You add hitless reloads so you can change the configuration as much as you want.
We changed our authentication method that took sometimes up to a second because of network latency to being an instant process. Every single one of our requests is authenticated instantly. You add hitless reloads so you can change the configuration as much as you want and as long as you don’t have to deal with too many long lasting TCP connections, you have an uninterrupted experience for the client as you refresh your HAProxy configuration.
Then, for us, we use DNS SRV records for our service discovery. I looked at a lot of different options and HAProxy has one of the best integrated support for DNS SRV records, along with you can control everything from how often records are expired and how long you keep them if you can’t actually look up the service in the backend.


I think one of the biggest differences is the community that HAProxy offers. When we just pushed out our solution using HAProxy, our PoP network, we ran into an issue when we enabled HTTP/2. I didn’t know what was going on and I found the mailing list and I said I’m going to send a bug, say this is my problem.
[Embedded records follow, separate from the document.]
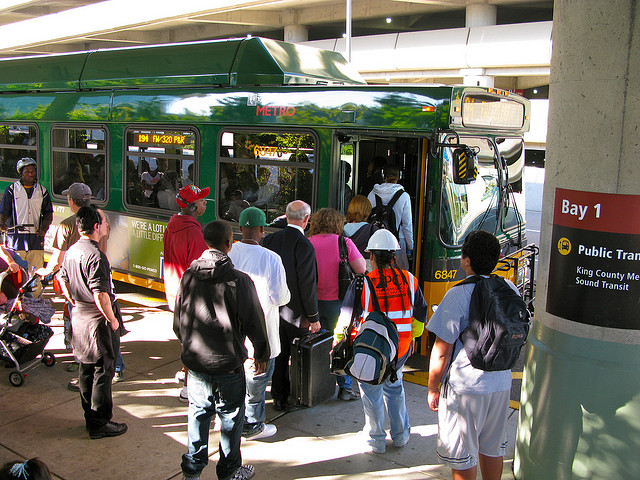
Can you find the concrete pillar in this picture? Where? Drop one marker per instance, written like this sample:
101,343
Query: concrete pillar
296,33
580,410
479,15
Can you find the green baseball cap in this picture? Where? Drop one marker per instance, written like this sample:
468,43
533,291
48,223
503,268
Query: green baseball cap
252,217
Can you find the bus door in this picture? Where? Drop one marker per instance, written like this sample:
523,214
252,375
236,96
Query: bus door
359,163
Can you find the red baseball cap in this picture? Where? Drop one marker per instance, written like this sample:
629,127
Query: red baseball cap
189,194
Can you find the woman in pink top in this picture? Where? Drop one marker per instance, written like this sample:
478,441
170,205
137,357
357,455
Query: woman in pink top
326,226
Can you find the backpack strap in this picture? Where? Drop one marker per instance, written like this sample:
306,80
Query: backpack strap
342,247
357,305
395,198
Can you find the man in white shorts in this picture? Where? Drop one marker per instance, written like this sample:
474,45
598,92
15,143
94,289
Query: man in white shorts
473,406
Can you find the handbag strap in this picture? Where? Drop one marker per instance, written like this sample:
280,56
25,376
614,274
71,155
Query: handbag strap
357,304
342,247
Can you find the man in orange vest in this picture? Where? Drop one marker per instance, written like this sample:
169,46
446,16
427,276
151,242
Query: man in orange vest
401,299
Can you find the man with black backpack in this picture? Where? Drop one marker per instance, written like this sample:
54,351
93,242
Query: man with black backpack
392,211
472,403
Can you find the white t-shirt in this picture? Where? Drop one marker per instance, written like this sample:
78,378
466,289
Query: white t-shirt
449,320
267,272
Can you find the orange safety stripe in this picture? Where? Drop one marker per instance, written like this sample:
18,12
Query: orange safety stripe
395,298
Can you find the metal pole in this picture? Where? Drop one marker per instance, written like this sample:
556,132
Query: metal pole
348,37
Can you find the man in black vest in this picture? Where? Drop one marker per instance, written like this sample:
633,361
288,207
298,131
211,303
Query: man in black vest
300,315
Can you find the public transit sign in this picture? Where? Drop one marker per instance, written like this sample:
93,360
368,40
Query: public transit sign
594,267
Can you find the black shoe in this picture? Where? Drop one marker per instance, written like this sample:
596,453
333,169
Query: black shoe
109,429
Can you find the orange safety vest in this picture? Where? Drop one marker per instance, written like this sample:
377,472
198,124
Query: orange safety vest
395,298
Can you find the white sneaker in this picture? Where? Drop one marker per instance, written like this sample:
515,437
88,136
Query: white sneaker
245,472
269,430
184,396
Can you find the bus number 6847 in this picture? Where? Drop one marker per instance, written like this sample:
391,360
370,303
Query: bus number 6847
445,274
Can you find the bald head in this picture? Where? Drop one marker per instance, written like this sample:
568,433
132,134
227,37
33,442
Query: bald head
298,213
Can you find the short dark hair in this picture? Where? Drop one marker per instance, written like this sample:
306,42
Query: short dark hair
391,171
81,202
86,218
483,250
217,233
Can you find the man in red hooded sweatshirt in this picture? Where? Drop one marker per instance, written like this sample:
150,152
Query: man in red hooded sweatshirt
183,243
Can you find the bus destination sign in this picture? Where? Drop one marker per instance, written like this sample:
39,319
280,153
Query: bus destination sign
594,266
160,138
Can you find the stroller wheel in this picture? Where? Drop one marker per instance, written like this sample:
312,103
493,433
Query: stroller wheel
16,379
48,359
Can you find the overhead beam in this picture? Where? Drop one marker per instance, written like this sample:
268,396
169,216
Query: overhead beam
107,16
244,17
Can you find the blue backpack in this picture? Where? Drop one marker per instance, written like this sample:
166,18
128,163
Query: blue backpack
375,347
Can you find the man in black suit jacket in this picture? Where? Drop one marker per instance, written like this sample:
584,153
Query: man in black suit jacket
300,315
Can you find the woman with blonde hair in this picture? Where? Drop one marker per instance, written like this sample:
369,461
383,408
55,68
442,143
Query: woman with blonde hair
326,228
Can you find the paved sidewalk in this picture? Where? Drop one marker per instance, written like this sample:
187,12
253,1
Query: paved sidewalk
44,419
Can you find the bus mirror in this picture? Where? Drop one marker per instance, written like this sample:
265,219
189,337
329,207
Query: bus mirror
465,168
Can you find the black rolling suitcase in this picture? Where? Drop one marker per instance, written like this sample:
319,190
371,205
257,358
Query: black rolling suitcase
311,379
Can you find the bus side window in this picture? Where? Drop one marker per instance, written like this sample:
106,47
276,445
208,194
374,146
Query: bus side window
159,163
79,155
16,142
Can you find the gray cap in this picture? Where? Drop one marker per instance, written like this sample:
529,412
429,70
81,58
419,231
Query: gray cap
79,191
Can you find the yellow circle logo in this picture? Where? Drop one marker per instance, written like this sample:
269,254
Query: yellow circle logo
564,246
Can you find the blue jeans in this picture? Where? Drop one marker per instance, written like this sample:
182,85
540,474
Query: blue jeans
374,400
256,388
210,395
329,311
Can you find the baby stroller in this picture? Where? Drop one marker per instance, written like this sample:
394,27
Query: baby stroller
23,336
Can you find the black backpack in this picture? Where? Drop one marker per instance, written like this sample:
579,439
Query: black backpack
498,324
383,216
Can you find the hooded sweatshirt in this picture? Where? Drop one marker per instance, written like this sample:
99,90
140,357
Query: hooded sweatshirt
183,243
402,208
216,308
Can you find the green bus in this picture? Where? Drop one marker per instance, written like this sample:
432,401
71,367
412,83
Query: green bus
262,122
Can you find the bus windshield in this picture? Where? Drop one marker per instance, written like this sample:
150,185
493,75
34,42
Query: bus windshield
465,208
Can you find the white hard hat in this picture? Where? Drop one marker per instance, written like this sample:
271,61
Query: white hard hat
23,162
382,240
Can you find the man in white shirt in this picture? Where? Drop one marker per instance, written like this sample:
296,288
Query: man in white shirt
267,272
401,208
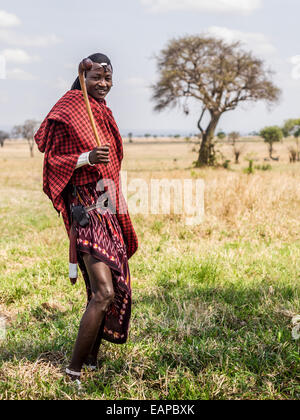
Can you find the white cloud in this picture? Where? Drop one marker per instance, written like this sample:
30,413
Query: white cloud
215,6
17,56
258,42
136,81
295,60
14,39
8,19
19,74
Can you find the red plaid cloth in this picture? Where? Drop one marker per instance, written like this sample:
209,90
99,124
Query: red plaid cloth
64,135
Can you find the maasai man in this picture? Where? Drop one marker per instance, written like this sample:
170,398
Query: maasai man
104,239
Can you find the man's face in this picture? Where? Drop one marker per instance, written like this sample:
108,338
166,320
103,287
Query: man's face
98,81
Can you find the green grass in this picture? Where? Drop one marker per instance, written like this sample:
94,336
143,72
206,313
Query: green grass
211,319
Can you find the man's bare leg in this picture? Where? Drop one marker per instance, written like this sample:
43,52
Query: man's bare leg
102,296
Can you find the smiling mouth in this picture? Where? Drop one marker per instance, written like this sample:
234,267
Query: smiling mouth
102,91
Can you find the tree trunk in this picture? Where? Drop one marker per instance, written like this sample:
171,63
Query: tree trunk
206,153
271,150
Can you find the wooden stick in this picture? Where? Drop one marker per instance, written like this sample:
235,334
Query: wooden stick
86,65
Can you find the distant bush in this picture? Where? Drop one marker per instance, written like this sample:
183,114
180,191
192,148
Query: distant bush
263,167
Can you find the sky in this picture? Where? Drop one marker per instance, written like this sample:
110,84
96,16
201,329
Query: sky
43,41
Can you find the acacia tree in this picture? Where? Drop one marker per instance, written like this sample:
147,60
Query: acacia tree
27,131
292,128
219,75
3,136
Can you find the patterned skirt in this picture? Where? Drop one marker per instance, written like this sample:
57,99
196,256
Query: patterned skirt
103,239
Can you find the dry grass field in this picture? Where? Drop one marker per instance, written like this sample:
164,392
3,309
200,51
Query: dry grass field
212,304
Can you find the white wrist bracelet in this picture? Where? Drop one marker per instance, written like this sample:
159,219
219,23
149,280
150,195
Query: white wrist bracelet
84,160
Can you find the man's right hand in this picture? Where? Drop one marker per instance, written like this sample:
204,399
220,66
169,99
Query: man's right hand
100,155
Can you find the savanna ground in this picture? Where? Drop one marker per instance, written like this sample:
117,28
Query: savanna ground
212,304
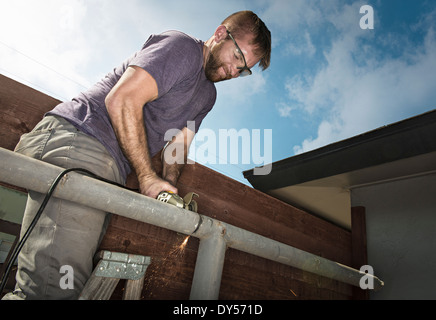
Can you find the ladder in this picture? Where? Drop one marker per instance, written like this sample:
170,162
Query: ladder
111,267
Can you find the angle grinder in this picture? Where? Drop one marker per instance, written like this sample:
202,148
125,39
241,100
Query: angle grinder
187,202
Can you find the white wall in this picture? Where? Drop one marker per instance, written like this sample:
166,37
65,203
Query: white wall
401,235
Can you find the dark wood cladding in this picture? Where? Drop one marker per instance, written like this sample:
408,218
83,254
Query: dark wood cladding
170,274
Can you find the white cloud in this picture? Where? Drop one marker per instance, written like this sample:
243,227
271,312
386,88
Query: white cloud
357,91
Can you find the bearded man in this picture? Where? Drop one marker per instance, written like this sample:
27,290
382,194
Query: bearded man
115,128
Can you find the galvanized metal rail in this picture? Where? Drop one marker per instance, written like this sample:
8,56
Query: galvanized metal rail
215,236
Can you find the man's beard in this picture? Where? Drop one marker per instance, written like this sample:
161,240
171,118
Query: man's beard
213,64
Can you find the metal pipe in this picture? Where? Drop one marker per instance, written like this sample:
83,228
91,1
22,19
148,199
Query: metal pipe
36,175
208,268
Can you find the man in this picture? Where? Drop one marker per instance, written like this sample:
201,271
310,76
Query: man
116,127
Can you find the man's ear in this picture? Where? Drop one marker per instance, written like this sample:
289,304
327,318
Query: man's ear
220,33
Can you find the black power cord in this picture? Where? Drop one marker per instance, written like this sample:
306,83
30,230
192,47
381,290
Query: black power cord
39,212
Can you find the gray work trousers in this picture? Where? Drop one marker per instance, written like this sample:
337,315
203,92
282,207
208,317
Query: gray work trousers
67,235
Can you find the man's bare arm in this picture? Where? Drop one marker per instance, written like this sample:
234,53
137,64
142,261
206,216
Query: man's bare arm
125,104
175,155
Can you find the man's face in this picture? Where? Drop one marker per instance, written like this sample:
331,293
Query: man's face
224,60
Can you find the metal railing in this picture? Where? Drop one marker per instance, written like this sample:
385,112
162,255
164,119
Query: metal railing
215,236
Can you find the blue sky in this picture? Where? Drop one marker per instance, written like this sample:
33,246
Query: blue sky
329,79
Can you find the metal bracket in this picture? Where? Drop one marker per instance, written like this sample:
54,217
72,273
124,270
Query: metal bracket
121,265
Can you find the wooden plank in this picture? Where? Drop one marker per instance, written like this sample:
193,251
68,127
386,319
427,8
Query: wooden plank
170,273
359,250
21,108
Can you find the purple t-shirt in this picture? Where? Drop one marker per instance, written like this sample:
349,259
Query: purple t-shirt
175,60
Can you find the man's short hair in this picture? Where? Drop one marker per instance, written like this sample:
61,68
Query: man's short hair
247,22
Within just a few hours I got a response from Willy and I think from a few other people saying, “We found a problem. We’re going to fix it.” The fact that, as an open source user of this product that I had just found a few months ago, getting a response like that is something I had not seen in the open source community. So, keep that up.

It’s also incredibly cost effective. We deployed our entire edge network with eight locations for $80 a month and this handles all of our traffic and it could handle much more. Our error rates during normal operation dropped to practically nothing. I don’t have good statistics from before we deployed the network, unfortunately, because we didn’t have a good way to gather them. When we upgraded from HAProxy 1.9 to HAProxy 2.0…so for those of you haven’t upgraded yet there’s something that’s very cool in that…we added layer 7 retries and, as you can see, this is an error graph over, actually, I think about a week.